Jez recognized in 1994 that the future would depend to a large extent on new Internet and learning technologies, and worked tirelessly behind the scenes to do the very first financial plans that would prove to "the powers that be" that KMi could work, even when it was still just a wild fantasy. The very plans that Jez helped to create did in fact become a self-fulfilling prophecy, and made Jez the obvious choice to fill the new role of KMi Business Manager. In that role, he helped us rise to our prominent position on the UK, European and World stages as a significant force in the emerging world of, well, Knowledge Media– including being the lead player in the legal battle that established KMi as a world-wide registered trademark. He helped us experiment with first-stage spinoff companies, and advised us on how to ride the waves of dot.com boom and bust. He balanced our books, kept us from worrying when finances were in doubt, and always had an eye out for the next opportunity, be it UK academic research funding or international corporate sponsorship. And no matter what, he approached things were vigour, enthusiasm, a broad smile, and a firm handshake. He led us into meetings with legal and financial advisors, University Pro-Vice-Chancellors, government ministers, and coporate moguls: best of all, he knew his stuff!

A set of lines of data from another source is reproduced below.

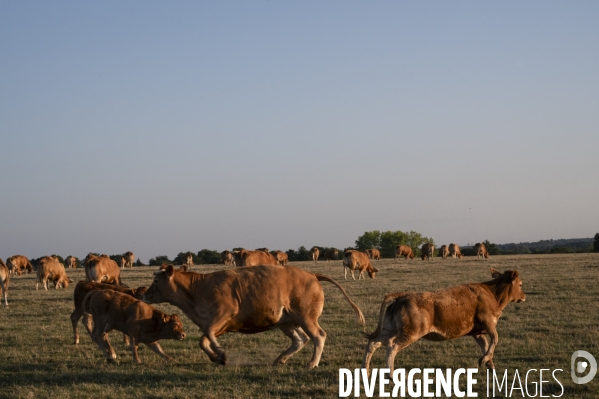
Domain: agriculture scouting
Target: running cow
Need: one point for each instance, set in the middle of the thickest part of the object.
(249, 300)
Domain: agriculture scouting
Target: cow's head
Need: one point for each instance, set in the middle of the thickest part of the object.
(514, 288)
(372, 271)
(162, 287)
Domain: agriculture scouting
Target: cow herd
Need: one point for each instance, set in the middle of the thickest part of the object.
(264, 293)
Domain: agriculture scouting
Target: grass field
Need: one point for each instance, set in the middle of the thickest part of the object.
(560, 316)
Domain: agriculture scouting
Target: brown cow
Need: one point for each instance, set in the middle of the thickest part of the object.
(468, 309)
(444, 251)
(405, 251)
(427, 252)
(17, 263)
(315, 252)
(4, 280)
(71, 262)
(50, 268)
(282, 258)
(227, 257)
(331, 254)
(481, 250)
(356, 260)
(102, 270)
(82, 289)
(255, 258)
(112, 310)
(189, 260)
(249, 300)
(454, 251)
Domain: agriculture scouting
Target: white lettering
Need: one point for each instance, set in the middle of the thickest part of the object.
(516, 378)
(560, 384)
(344, 390)
(471, 383)
(411, 383)
(534, 383)
(456, 383)
(369, 385)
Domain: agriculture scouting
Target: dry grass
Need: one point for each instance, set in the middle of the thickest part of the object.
(561, 315)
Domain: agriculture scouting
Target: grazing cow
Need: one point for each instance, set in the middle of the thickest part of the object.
(444, 251)
(227, 257)
(17, 263)
(102, 270)
(71, 262)
(427, 251)
(112, 310)
(315, 252)
(468, 309)
(249, 300)
(331, 254)
(255, 258)
(405, 251)
(50, 268)
(4, 280)
(82, 289)
(282, 258)
(454, 251)
(356, 260)
(481, 250)
(374, 253)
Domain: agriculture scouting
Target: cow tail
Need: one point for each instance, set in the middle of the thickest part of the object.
(85, 303)
(386, 300)
(355, 307)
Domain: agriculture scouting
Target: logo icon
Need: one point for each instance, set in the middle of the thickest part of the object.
(580, 366)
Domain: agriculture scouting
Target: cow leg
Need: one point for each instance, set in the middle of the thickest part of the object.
(481, 340)
(488, 356)
(298, 340)
(214, 351)
(155, 346)
(75, 316)
(371, 347)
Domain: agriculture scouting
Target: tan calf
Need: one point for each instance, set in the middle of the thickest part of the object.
(112, 310)
(50, 268)
(356, 260)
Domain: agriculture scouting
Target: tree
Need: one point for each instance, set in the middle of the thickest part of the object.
(370, 239)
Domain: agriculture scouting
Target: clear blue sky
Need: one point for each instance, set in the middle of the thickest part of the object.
(162, 127)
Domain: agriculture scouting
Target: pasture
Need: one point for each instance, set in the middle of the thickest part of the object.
(561, 315)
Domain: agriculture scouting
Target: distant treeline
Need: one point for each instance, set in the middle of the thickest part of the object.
(386, 242)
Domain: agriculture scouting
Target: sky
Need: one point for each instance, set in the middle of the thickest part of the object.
(165, 127)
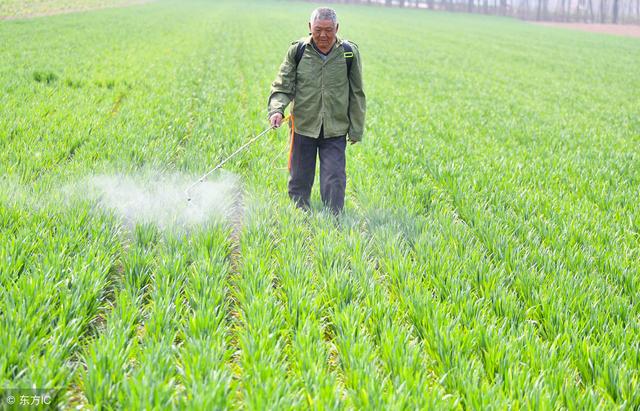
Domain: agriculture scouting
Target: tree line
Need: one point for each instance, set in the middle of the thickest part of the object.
(577, 11)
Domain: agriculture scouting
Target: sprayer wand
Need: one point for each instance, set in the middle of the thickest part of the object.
(245, 145)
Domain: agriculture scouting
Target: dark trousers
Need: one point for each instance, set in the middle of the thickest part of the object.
(333, 178)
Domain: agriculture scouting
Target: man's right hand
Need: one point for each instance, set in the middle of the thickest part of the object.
(276, 120)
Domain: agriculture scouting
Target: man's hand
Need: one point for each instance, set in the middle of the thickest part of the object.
(275, 120)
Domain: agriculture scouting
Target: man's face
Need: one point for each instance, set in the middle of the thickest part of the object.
(323, 33)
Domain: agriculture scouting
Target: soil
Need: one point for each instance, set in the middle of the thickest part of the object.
(123, 3)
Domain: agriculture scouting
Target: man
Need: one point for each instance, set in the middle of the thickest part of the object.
(322, 76)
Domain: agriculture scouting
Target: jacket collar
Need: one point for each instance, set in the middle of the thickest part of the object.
(308, 42)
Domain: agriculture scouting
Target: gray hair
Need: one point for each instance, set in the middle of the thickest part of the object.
(324, 13)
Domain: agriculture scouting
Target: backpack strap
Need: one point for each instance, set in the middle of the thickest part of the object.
(300, 51)
(348, 55)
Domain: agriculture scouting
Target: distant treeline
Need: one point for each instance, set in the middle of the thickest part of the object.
(583, 11)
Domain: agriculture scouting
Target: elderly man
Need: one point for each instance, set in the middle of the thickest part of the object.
(322, 76)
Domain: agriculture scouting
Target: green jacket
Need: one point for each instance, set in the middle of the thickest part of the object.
(320, 92)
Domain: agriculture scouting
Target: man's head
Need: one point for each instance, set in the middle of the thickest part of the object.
(323, 26)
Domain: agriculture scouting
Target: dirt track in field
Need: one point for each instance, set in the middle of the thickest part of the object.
(68, 10)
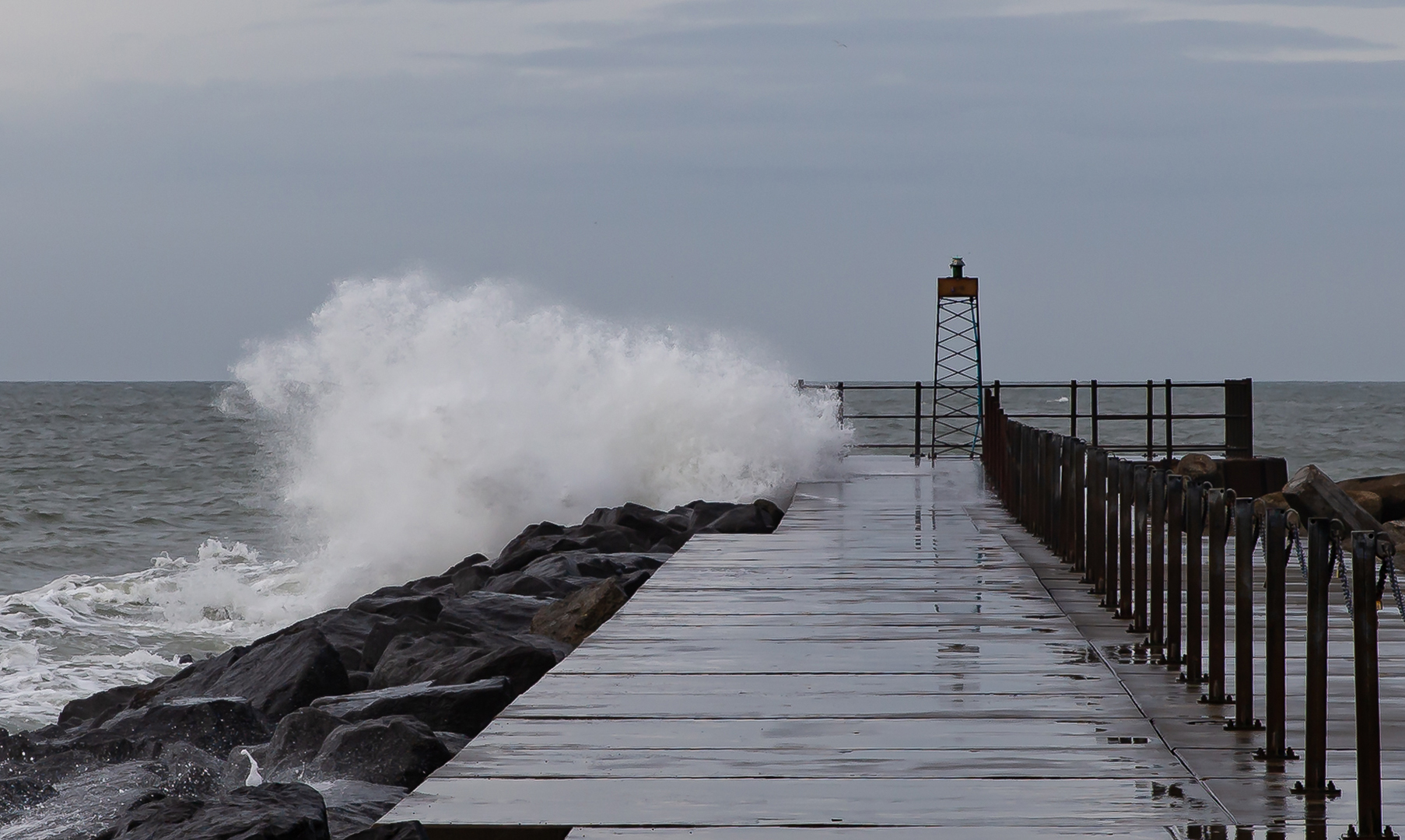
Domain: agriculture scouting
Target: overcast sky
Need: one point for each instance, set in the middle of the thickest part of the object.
(1169, 188)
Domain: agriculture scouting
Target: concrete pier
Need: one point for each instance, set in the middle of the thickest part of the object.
(885, 666)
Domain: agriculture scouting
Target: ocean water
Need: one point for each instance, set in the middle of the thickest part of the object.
(405, 427)
(402, 429)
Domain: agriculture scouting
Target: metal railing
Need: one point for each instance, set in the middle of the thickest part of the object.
(1154, 545)
(902, 416)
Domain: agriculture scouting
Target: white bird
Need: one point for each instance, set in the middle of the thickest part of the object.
(254, 779)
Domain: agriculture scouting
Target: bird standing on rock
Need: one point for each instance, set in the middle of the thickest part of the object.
(254, 779)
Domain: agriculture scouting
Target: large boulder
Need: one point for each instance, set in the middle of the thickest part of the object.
(296, 740)
(408, 831)
(356, 805)
(268, 812)
(464, 709)
(277, 674)
(395, 751)
(573, 618)
(212, 724)
(491, 611)
(447, 658)
(1390, 488)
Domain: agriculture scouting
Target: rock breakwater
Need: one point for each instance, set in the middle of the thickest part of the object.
(319, 728)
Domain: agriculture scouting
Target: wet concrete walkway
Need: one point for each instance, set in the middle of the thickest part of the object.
(884, 666)
(1256, 794)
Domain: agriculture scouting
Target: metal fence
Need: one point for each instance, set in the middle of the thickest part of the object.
(1134, 418)
(1154, 544)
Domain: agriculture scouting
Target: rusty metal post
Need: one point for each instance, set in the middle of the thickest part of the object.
(1115, 485)
(1124, 535)
(1276, 648)
(1175, 530)
(1092, 399)
(1316, 784)
(1238, 418)
(1096, 552)
(916, 423)
(1065, 526)
(1171, 446)
(1218, 505)
(1244, 538)
(1365, 547)
(1151, 418)
(1195, 531)
(1158, 558)
(1079, 503)
(1141, 486)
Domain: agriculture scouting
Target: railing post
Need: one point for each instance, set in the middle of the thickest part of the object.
(1365, 547)
(1151, 433)
(1171, 446)
(916, 423)
(1096, 527)
(1158, 558)
(1276, 653)
(1092, 399)
(1244, 538)
(1141, 486)
(1218, 505)
(1065, 526)
(1175, 530)
(1115, 485)
(1124, 530)
(1238, 418)
(1195, 531)
(1079, 502)
(1316, 784)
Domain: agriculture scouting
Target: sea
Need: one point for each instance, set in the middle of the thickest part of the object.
(402, 429)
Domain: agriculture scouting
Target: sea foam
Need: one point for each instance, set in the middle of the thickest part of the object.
(409, 426)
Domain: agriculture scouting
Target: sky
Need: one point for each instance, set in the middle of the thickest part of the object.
(1186, 188)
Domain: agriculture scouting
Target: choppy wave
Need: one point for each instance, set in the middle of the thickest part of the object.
(411, 426)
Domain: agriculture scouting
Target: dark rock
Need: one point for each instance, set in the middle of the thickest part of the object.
(464, 709)
(571, 620)
(450, 658)
(411, 831)
(759, 517)
(521, 583)
(355, 805)
(90, 803)
(296, 739)
(399, 601)
(491, 611)
(99, 707)
(212, 724)
(277, 674)
(631, 583)
(1390, 488)
(190, 772)
(470, 575)
(268, 812)
(235, 773)
(19, 793)
(383, 634)
(395, 751)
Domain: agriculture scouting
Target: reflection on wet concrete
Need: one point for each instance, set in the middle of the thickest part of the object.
(884, 666)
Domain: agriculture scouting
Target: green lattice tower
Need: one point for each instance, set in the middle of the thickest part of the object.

Aside from his tireless efforts, he was a joy to be with: great jokes, great personal warmth. He and I used to compare notes about our respective New York Jewish and Polish Catholic upbringings, and the remarkable shared legacy of family laughter, tears, rows, political debate, neuroticism, and (yes) great Borscht! For various reasons I can barely remember, we also shared a love of sailing and boxing, and a voyeuristic fascination with the career trajectory of Arnold Schwarzenneger – go figure!
Jez was the first ‘virtual performer’ on stage in the Java implementation of KMi Stadium that we showed off to Sun Microsystems in 1995, and gained a fair degree of fame as a result of his sailing adventures aboard the tall ship the STS Lord Nelson. An avid sailor and scuba diver, he was determined to have a minimum of two high-adrenaline adventures per year. Through some of the publicity surrounding his adventures, he met and later married Haley Baxter shortly after departing KMi, and after several years in Milton Keynes the couple eventually set up home in Lincolnshire. Jez had been forced out of his career by the creeping Multiple Sclerosis (MS) that hit him as a rugby-and-basketball-playing athlete at the London School of Economics at age 23. In the final stage of MS he succumbed to recurrent pneumonia, and died peacefully in his sleep on the morning of 23rd May 2007, surrounded by his family.
Sailing with severe MS? As Jez wrote in Pathways Issue 4, in November 2000: "There is no reason to deny yourself a romantic, swashbuckling adventure on the high seas: you just need to find the right ship!"
Tributes to add below can be emailed directly to kmi [at] open [dot] ac [dot] uk
I remember doing the group photo when he was with us. I was arranging the chairs. He said "don’t worry about me – I’ll bring my own".
I am so very sad. Jez was charismatic, incredibly intelligent, good looking, energetic, strong and overwhelmingly positive! His entrepreneuriral spirit shone and when Liz Halls mentioned ot me that he’d make a great person to put the business in the plan for KMI I didn’t hesitrate. His MBA stood him in good stead then and later too. You just never noticed the wheel chair……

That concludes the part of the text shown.